On Monday, Darnell told the board that county commissioners were looking for a commitment in dollars from the board and other community groups to support the shared-use trail. For the district, that would be money beyond the $20,000 earmarked in its 2014-2015 budget for its share of the project.
Superintendent Paul Dorathy said the district’s additional cost for an 8-foot-wide trail would require nearly twice that amount.
However, Darnell and board president Nick Harris said Monday that Bill Harmon of the Baldwin City Economic Development Council has said commitments were in place to provide most of that money if the district would agree to commit $5,000 more.
Darnell clarified that county commissioners weren’t looking for an exact dollar figure from the board but only that it was willing to share in the commitment for the shared-use trail project.
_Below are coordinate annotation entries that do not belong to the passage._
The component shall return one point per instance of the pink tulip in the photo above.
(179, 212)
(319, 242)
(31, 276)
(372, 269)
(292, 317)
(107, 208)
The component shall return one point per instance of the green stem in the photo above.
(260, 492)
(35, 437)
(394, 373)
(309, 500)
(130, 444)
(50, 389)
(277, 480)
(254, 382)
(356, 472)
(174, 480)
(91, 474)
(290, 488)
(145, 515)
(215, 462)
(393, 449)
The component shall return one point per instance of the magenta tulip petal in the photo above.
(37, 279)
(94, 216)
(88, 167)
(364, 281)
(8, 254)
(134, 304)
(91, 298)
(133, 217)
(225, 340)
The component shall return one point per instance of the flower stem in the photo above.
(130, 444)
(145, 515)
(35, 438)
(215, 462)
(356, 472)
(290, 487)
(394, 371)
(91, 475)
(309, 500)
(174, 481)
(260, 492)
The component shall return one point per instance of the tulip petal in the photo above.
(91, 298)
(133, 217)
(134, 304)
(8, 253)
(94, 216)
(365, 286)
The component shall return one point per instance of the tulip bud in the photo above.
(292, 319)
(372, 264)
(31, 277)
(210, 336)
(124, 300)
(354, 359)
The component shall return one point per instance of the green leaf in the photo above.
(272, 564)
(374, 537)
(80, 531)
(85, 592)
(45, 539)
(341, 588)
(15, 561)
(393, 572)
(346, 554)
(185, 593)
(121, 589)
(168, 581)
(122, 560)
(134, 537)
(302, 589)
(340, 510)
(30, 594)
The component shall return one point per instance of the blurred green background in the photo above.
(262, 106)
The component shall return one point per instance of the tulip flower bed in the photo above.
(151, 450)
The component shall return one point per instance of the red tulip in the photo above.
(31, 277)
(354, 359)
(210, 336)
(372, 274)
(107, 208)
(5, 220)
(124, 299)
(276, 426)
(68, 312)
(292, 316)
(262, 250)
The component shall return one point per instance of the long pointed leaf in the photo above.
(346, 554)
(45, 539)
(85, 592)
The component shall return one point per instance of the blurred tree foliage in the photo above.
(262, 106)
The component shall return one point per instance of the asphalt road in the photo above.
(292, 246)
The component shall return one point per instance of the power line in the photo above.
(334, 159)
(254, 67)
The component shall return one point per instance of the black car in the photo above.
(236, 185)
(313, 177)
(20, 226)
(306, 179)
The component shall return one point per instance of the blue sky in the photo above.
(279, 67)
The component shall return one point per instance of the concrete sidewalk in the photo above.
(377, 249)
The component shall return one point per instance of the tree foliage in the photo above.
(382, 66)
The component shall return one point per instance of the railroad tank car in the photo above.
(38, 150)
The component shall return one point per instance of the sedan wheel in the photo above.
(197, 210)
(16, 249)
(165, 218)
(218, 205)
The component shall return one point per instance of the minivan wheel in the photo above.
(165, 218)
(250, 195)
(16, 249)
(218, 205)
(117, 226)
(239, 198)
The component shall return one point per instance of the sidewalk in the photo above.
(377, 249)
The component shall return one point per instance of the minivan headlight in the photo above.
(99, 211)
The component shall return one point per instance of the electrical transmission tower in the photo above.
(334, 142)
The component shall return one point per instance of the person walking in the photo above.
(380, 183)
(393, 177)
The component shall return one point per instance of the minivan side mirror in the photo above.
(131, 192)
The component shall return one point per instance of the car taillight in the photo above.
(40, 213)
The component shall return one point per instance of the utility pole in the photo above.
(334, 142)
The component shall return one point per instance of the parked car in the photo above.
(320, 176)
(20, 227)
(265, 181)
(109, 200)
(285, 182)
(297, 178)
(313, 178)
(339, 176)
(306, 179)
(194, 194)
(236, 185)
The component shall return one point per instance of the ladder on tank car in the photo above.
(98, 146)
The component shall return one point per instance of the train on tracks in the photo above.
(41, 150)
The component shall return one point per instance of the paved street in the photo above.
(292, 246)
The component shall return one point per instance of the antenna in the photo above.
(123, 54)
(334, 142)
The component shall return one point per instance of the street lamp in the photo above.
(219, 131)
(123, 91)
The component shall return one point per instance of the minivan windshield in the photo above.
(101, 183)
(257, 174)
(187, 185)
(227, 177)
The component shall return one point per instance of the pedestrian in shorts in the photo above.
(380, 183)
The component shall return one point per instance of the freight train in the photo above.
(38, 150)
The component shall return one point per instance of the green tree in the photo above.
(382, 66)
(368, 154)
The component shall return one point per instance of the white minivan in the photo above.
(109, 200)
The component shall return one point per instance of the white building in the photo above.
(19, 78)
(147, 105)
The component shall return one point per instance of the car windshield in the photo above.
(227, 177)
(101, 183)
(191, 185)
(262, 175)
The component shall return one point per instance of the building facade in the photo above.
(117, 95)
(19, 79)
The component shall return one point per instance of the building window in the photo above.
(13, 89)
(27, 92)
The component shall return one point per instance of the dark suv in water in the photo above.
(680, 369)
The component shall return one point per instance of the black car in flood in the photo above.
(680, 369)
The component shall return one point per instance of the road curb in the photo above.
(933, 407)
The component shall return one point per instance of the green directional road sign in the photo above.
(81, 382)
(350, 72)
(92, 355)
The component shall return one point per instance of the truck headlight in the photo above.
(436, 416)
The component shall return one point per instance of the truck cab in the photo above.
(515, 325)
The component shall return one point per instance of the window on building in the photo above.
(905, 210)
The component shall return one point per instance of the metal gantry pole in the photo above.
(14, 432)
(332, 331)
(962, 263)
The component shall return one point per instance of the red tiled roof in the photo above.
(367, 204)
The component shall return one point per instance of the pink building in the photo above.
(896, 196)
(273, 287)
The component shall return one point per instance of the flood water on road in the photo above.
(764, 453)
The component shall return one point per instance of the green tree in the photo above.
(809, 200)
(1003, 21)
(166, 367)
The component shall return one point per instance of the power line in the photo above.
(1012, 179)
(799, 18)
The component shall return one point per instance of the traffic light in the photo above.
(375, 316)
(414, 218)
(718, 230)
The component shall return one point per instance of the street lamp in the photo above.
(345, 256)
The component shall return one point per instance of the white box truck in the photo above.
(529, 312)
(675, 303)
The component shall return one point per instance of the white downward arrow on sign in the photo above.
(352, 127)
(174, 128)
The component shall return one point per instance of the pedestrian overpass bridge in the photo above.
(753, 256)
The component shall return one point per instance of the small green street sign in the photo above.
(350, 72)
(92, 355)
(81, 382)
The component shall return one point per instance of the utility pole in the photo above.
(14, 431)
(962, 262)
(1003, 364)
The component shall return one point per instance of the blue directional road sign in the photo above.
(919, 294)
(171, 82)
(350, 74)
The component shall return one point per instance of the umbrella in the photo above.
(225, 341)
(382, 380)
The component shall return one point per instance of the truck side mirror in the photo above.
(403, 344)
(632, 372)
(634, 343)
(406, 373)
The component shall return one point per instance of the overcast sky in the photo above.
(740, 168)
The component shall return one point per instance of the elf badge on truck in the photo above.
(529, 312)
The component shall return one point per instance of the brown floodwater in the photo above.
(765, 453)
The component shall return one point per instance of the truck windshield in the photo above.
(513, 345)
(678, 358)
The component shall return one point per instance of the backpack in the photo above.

She added that in addition to a commitment from the EDC, she would also be looking for financial support from the PTOs of the two elementary schools.
Helping Darnell make the case to the board for the wider sidewalk project was Jessica Mortinger, transportation planner for the Lawrence/Douglas County Metropolitan Planning Organization. The MPO developed with citizen involvement in 2005 a plan for a countywide network of shared-use trails, she said. Connectivity to schools was a key part of that plan.
The comfort of bicyclists in using the wider shared-use trails differentiated them from sidewalks and made them safer for that use because bikers were less tempted to use streets or highways, Mortinger said. In addition, they would have greater use because their design encouraged two abreast pedestrian traffic and made two-way traffic more comfortable.
With that, the board agreed to increase its commitment to $22,000. Board members Ivan Huntoon and Greg Kruger voted against the increase because they found a 5-foot sidewalk provided adequate safety for students. They also noted the many cost-saving measures the board has been forced to make with state funding issues.
Should the county not partner in the project, the district's would reduce its commitment to $20,000.